Ecosystem-Based Management

Ecosystem-based management is the management of human activities so that ecosystems, their structure, function, composition, are maintained at appropriate temporal and spatial scales. EBM requires a move away from boundaries on jurisdiction and sectorial patterns of use towards planning based on the characteristics of the ecosystems. EBM is one of the three principles guiding integrated management, where ecosystem sustainability and function are of primary importance.
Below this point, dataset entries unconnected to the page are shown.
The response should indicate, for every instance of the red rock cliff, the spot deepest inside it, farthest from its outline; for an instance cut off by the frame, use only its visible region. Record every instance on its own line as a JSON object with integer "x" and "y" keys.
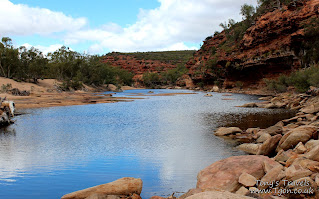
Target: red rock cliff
{"x": 271, "y": 46}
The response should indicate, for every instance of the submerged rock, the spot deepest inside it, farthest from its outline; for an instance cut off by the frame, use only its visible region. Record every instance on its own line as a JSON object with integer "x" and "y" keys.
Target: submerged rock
{"x": 121, "y": 187}
{"x": 225, "y": 131}
{"x": 217, "y": 195}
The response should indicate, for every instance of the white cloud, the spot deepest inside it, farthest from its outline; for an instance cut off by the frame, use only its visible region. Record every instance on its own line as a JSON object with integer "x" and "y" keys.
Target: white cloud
{"x": 170, "y": 25}
{"x": 23, "y": 20}
{"x": 44, "y": 49}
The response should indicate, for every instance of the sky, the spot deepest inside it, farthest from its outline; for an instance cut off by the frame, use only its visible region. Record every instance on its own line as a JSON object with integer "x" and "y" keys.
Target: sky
{"x": 103, "y": 26}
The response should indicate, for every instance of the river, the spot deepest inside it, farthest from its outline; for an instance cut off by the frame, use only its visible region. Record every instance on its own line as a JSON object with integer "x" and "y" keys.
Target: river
{"x": 164, "y": 140}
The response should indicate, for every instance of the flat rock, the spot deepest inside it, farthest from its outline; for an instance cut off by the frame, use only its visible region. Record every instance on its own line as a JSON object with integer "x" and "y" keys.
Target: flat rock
{"x": 224, "y": 174}
{"x": 225, "y": 131}
{"x": 123, "y": 186}
{"x": 269, "y": 146}
{"x": 300, "y": 148}
{"x": 312, "y": 108}
{"x": 217, "y": 195}
{"x": 242, "y": 191}
{"x": 250, "y": 105}
{"x": 263, "y": 137}
{"x": 274, "y": 130}
{"x": 272, "y": 175}
{"x": 311, "y": 144}
{"x": 293, "y": 174}
{"x": 249, "y": 148}
{"x": 247, "y": 180}
{"x": 313, "y": 154}
{"x": 299, "y": 134}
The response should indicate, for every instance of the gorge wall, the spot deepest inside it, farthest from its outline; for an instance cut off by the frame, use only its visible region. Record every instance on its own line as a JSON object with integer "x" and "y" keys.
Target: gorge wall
{"x": 271, "y": 46}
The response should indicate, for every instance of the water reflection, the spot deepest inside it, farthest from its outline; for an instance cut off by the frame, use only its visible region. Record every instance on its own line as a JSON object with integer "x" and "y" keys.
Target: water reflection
{"x": 165, "y": 140}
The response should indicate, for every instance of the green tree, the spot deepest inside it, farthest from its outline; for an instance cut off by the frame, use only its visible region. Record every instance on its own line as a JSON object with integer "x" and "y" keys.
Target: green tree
{"x": 247, "y": 11}
{"x": 9, "y": 58}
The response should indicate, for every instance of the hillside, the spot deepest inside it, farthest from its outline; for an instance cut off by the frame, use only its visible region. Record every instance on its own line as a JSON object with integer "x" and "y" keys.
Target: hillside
{"x": 276, "y": 42}
{"x": 142, "y": 62}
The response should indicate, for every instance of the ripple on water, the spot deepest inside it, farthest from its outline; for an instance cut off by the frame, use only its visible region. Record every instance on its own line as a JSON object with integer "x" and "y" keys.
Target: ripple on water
{"x": 165, "y": 140}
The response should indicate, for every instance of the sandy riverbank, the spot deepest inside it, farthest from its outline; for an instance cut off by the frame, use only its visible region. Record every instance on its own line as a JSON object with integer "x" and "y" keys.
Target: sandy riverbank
{"x": 46, "y": 94}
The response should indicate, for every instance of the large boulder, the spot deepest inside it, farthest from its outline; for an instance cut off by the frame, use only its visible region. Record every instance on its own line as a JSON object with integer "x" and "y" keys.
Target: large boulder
{"x": 249, "y": 148}
{"x": 269, "y": 146}
{"x": 299, "y": 134}
{"x": 271, "y": 176}
{"x": 225, "y": 131}
{"x": 311, "y": 144}
{"x": 217, "y": 195}
{"x": 224, "y": 174}
{"x": 312, "y": 108}
{"x": 247, "y": 180}
{"x": 120, "y": 187}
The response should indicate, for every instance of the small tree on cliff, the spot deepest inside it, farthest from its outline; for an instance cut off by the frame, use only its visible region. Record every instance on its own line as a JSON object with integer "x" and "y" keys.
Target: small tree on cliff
{"x": 247, "y": 11}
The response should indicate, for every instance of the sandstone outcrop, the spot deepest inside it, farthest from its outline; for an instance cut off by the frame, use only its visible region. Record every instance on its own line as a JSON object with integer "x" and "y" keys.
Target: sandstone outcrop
{"x": 268, "y": 48}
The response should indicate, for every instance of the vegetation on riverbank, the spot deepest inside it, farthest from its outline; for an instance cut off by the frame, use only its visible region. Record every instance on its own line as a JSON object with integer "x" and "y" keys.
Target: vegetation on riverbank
{"x": 72, "y": 68}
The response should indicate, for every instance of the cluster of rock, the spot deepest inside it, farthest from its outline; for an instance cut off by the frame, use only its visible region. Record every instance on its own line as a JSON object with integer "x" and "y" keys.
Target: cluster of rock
{"x": 124, "y": 188}
{"x": 293, "y": 145}
{"x": 284, "y": 160}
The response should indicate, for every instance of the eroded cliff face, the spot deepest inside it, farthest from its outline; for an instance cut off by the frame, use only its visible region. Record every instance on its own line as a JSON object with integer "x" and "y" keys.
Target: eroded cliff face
{"x": 271, "y": 46}
{"x": 138, "y": 67}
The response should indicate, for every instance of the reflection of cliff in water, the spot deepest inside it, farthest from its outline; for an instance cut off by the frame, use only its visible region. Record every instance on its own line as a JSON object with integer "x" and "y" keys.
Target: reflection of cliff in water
{"x": 256, "y": 119}
{"x": 6, "y": 131}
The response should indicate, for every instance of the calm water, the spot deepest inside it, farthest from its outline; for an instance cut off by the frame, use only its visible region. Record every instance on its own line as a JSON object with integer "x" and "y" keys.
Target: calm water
{"x": 165, "y": 140}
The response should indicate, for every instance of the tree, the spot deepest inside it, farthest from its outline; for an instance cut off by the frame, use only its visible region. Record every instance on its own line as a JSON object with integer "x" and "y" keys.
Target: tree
{"x": 247, "y": 11}
{"x": 9, "y": 58}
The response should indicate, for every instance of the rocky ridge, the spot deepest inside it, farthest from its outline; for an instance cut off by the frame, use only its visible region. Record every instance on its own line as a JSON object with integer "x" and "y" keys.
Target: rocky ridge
{"x": 271, "y": 46}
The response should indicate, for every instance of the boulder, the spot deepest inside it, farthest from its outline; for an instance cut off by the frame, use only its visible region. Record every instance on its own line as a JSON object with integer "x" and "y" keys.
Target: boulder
{"x": 249, "y": 148}
{"x": 305, "y": 163}
{"x": 252, "y": 131}
{"x": 312, "y": 108}
{"x": 271, "y": 106}
{"x": 313, "y": 154}
{"x": 283, "y": 156}
{"x": 250, "y": 105}
{"x": 215, "y": 89}
{"x": 247, "y": 180}
{"x": 225, "y": 131}
{"x": 269, "y": 146}
{"x": 157, "y": 197}
{"x": 294, "y": 174}
{"x": 224, "y": 174}
{"x": 217, "y": 195}
{"x": 299, "y": 134}
{"x": 123, "y": 186}
{"x": 271, "y": 176}
{"x": 300, "y": 148}
{"x": 263, "y": 137}
{"x": 243, "y": 191}
{"x": 311, "y": 144}
{"x": 303, "y": 184}
{"x": 274, "y": 130}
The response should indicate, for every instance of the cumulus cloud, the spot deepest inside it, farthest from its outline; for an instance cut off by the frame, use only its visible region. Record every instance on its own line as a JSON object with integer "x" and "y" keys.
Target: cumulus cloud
{"x": 166, "y": 27}
{"x": 24, "y": 20}
{"x": 170, "y": 26}
{"x": 44, "y": 49}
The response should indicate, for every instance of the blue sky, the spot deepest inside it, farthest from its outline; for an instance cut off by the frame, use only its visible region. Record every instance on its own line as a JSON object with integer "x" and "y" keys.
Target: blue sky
{"x": 102, "y": 26}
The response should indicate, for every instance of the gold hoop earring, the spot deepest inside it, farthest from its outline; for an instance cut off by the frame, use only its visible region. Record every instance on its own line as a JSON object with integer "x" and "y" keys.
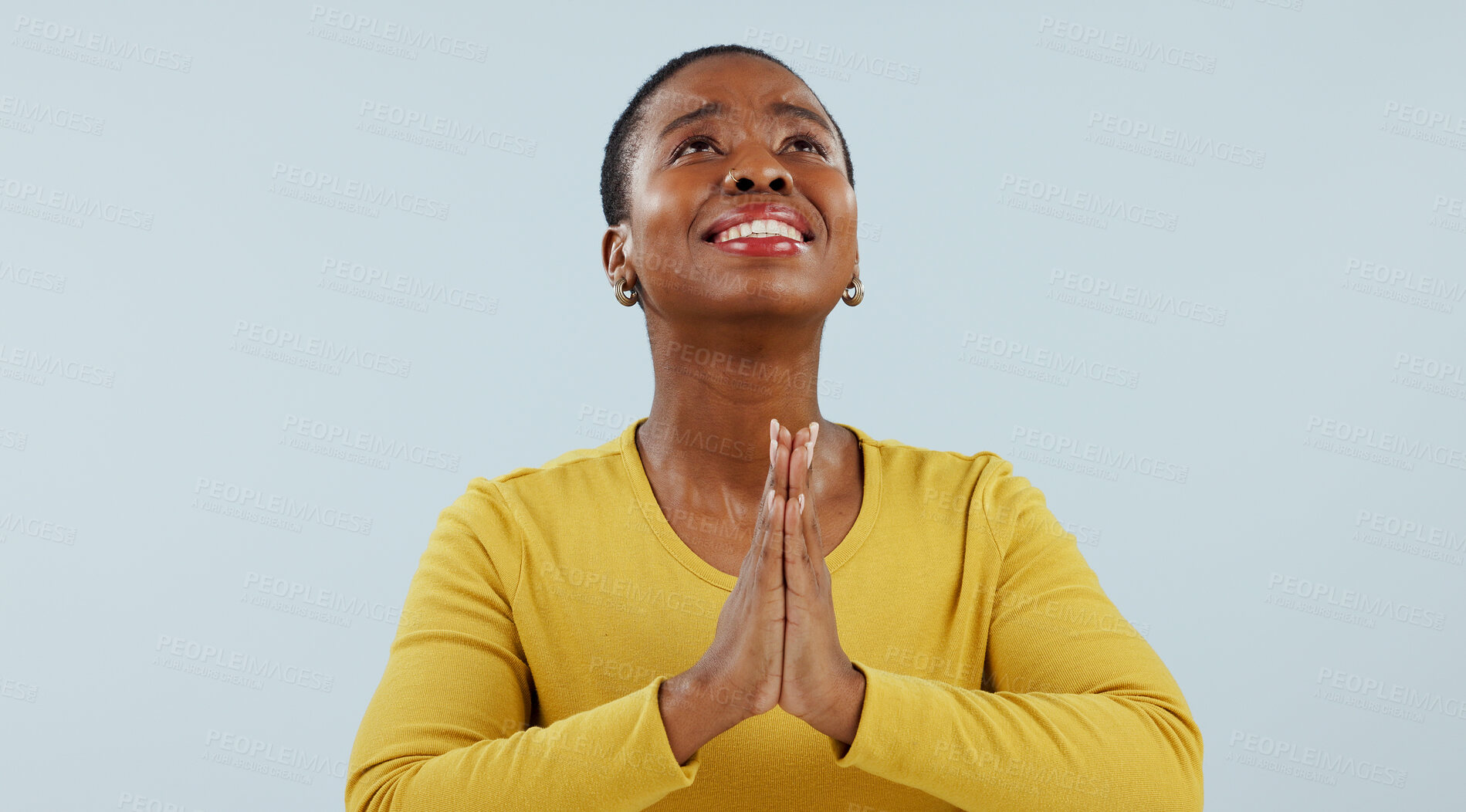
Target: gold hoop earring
{"x": 622, "y": 296}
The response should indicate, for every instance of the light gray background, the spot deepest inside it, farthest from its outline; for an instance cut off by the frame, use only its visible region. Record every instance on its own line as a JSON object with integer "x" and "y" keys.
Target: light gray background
{"x": 132, "y": 391}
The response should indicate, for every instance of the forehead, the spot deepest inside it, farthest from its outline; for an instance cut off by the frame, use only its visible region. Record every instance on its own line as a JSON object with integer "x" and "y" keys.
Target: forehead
{"x": 742, "y": 86}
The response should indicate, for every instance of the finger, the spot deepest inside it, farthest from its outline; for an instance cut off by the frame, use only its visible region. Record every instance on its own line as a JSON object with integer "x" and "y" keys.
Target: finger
{"x": 798, "y": 573}
{"x": 810, "y": 519}
{"x": 799, "y": 464}
{"x": 784, "y": 448}
{"x": 771, "y": 563}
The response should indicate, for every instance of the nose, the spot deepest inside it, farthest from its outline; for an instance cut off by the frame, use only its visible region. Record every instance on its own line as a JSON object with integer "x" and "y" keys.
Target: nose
{"x": 758, "y": 171}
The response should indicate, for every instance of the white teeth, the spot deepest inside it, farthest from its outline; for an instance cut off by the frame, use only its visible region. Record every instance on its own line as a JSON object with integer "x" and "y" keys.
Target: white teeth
{"x": 760, "y": 228}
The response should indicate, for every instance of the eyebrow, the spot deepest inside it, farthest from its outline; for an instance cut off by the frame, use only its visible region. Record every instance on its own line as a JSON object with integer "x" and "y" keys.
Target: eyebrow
{"x": 777, "y": 109}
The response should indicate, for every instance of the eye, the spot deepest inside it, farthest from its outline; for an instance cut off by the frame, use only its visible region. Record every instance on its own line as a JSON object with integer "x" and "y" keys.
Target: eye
{"x": 808, "y": 140}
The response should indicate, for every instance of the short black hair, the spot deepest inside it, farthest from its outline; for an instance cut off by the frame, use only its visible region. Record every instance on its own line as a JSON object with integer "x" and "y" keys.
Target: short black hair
{"x": 619, "y": 148}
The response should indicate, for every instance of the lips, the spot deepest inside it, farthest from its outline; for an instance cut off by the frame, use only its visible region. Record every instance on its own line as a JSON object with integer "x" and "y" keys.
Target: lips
{"x": 750, "y": 213}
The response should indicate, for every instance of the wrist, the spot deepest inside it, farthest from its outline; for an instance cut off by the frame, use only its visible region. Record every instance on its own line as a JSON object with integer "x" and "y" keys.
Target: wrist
{"x": 841, "y": 720}
{"x": 719, "y": 699}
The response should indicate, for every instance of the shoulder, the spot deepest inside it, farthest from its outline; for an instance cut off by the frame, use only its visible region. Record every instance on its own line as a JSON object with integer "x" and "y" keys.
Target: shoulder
{"x": 574, "y": 474}
{"x": 971, "y": 472}
{"x": 987, "y": 482}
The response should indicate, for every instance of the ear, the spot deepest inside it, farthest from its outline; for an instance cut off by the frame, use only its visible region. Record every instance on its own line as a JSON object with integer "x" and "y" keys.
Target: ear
{"x": 615, "y": 254}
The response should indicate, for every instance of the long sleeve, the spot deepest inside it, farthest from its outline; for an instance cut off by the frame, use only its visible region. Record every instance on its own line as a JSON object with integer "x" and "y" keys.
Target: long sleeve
{"x": 445, "y": 729}
{"x": 1084, "y": 714}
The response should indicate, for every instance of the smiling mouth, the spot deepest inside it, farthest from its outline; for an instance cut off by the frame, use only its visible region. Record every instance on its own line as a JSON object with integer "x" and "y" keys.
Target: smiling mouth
{"x": 760, "y": 229}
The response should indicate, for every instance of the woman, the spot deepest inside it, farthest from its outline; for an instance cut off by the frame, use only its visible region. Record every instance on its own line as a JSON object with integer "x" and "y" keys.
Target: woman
{"x": 678, "y": 621}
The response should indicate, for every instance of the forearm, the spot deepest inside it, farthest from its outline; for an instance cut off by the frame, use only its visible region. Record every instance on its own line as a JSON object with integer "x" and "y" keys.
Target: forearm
{"x": 611, "y": 756}
{"x": 1028, "y": 751}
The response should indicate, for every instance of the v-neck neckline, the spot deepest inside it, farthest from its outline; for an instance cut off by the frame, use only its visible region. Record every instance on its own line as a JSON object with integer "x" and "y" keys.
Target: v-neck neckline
{"x": 679, "y": 550}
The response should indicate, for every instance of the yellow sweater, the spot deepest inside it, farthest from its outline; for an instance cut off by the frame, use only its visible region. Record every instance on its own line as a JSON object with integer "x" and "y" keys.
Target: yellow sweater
{"x": 553, "y": 601}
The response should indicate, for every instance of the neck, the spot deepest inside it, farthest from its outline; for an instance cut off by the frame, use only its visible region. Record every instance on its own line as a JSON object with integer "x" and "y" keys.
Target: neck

Ecosystem-based Management objectives are established through joint agreement among participants. The identification of EBM objectives and reference levels will guide the development and implementation of management to achieve sustainable development. EBM objectives could include:

  • the diversity of ecosystem types;
  • species diversity;
  • genetic variability within species;
  • productivity of directly-impacted species;
  • productivity of ecologically-dependant species;
  • ecosystem structure and function;
  • and water quality.

After a shift from sector or activity-specific management to integrated coastal and ocean management (ICOM) and a focus on ecosystem-based management (EBM); the scientific community has been working to better understand marine ecosystems as dynamic entities and to develop prediction models. Among fisheries scientists, managers, resource users and others the growing acceptance that fisheries cannot be sustained through single-species managementhas led to the identification of EBM objectives to maintain the natural resilience of the ecosystem. Fisheries and Oceans Canada’s long term objective is to integrate EBM into planning for all fisheries.   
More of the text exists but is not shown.